20-30 fresh basil leaves
1/2 cup peanut butter*
3/4 cup coconut milk
2 tbls. soy sauce, more to taste
1 clove garlic, peeled (you know I put more than that in ;-)
1-inch long piece of ginger, peeled
1/2 tsp. red chile flakes
juice of one lime (I used about 1/4 cup lime juice from the bottle)
1/4 tsp salt
1 pound boneless pork shoulder or loin
Marinade: In blender, combine everything but the pork and pro
cess until mixture forms a smooth paste. Taste and adjust seasoning as needed. (Note: Mixture should be salty, spicy, and hot.)
Set aside 1/2 cup to use as dipping sauce.
To marinate pork: Slice pork into 1-inch cubes. Toss with remaining marinade until well coated. Thread meat onto skewers, without crowding.

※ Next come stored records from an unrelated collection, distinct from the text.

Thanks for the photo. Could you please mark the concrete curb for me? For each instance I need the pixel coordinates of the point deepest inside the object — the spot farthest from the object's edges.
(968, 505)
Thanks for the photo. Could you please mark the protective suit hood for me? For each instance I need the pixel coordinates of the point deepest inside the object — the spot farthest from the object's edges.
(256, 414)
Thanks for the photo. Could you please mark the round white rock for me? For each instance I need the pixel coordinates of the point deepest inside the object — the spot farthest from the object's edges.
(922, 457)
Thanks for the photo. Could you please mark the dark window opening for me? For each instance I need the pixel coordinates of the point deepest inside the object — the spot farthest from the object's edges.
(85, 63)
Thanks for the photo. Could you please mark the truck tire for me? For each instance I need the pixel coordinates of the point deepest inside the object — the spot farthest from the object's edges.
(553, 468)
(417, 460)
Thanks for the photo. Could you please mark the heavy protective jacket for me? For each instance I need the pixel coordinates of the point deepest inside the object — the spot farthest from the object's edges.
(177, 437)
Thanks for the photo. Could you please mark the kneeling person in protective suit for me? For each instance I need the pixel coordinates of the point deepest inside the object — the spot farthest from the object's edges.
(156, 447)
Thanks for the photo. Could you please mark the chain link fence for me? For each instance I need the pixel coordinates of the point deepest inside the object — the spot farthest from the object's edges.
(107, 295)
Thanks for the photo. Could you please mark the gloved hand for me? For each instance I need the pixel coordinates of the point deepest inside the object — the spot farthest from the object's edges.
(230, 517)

To cook pork: Heat grill, grill pan, or broiler until quite hot. Cook pork, turning once, for 5-8 minutes or until brown all over.
Serve with reserved marinade. Garnish with lime wedges.
MY NOTES: We all loved the flavor of this recipe!
- I couldn't really taste the coconut milk, but it's thickness added to the consistency of the sauce. A substitute could be used if it didn't thin the marinade too much.
- I had a little over a pound of pork roast and really there was enough sauce that I could've doubled that - maybe more.
- The only down side of this recipe is that the combination of the basil and peanut butter makes the sauce a weird tannish-green color.
*It says "preferable chunky" but I'm not sure why since it all gets blended anyway.